The deal, which has not been made official by the club, is worth $3,247,500, just under the 19th pick’s slot value of $3,359,000. By saving just over $100,000 against the slot value, the Blue Jays can pad their bonus pool for this Draft, which was one of the smallest in the league, to use elsewhere on higher-risk signings.
Hoglund likely would have been off the board before the Blue Jays’ pick if he’d remained healthy, but the right-hander out of Mississippi underwent Tommy John surgery in May. That didn’t deter Toronto, though, which sees long-term value in the 21-year-old.
“His trajectory along the year, he was pitching his way into being a top-10 pick,” said Shane Farrell, the club’s director of amateur scouting. “Unfortunately, the injury kind of derailed that a little bit. We’re extremely fortunate for him to be there when we selected.”
This is the type of risk for which the MLB Draft and baseball’s development curve allow. This isn’t like the NFL, for example, where a first-round pick is expected to play an immediate role on Day 1. Hoglund still has development in front of him as a pitcher in the Minor Leagues, and the next year he spends recovering from Tommy John will be part of that. It requires extra patience from both sides, but the talent is there.
While the surgery itself and the recovery process have improved over the years, no two rehabs are the same. What gives the Blue Jays confidence that Hoglund will bounce back, though, is the exceptional control he had on his pitches prior to the surgery.

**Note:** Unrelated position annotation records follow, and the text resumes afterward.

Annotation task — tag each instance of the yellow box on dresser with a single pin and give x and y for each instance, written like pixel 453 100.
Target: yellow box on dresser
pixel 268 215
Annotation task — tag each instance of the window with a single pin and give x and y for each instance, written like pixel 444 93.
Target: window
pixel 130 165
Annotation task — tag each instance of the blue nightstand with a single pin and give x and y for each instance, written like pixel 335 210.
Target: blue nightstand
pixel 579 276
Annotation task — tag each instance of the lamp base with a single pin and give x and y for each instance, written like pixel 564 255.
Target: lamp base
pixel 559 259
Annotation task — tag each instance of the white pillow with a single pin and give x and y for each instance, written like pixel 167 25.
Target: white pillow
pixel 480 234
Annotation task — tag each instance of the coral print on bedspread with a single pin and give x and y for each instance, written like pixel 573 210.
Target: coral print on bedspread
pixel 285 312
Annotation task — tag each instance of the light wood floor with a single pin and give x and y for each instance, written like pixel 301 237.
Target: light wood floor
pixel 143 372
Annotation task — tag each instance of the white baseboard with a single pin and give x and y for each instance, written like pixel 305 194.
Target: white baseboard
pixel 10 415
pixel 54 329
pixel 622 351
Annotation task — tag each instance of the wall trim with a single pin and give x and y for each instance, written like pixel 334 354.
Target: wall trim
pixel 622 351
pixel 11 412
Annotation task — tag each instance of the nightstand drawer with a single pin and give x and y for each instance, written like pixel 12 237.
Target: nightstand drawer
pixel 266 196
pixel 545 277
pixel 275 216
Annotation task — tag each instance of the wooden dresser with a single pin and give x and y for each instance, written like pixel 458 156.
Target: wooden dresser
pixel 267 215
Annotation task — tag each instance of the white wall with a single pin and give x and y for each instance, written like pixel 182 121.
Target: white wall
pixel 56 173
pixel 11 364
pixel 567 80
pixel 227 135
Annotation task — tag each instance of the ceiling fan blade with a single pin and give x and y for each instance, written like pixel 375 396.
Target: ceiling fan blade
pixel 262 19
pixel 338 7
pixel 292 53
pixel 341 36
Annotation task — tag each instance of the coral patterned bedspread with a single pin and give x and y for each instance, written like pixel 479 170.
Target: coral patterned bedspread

“He’s a strong, physical kid with above-average control and command of his fastball and an above-average slider as well,” Farrell said. “His changeup was good for him in high school and we saw a little less of it at the collegiate level, but I’m sure that will develop more as a pro. We saw a tick up in fastball velocity this year, combining that with his upper-level ability to command the ball to both sides of the plate and throw the slider off the fastball — [that] is what really drove us to make this selection.”
Given the nature of prospect development, this unique pick isn’t a broader commentary on the Blue Jays’ farm system or MLB competitiveness, either. This choice was made because the Blue Jays like Hoglund and like the value, period.
“It relates to Gunnar specifically,” Farrell said. “One of the main drivers was just how polished he is as a pitcher. The injury was just unfortunate timing. We feel like this is a very opportunistic pick for us as an organization, knowing the trend that he was going on and he had cemented himself as one of the better college pitchers, aside from a couple of guys at Vanderbilt. We’re excited to get him where we did.”
From this point in Hoglund’s recovery, which is nearing two months post-operation, he still has a long road ahead of him. Rehabilitation times fall in the range of 12 to 16 months, but it’s too early to put a timetable on Hoglund, and the Blue Jays will obviously proceed with caution. If he is able to see some consistent game action in the Minor Leagues in 2022, that would be viewed as a success. He’ll begin that buildup at the club’s newly renovated player-development complex in Dunedin, Fla., too, which is a fine place to start.
With a 6-foot-4, 220-pound frame, Hoglund has everything the Blue Jays could be looking for physically. His fastball had ticked up into the 92-95 mph range prior to his surgery, and Toronto likes how his slider complements that pitch as he navigates his way through a lineup.
When he’s back on the mound, Hoglund will also represent that next wave of young pitching in the Blue Jays’ system. Now that Nate Pearson and Alek Manoah have reached the Majors, Hoglund will slide in alongside No. 4 prospect Simeon Woods Richardson, No. 9 Adam Kloffenstein and No. 10 CJ Van Eyk.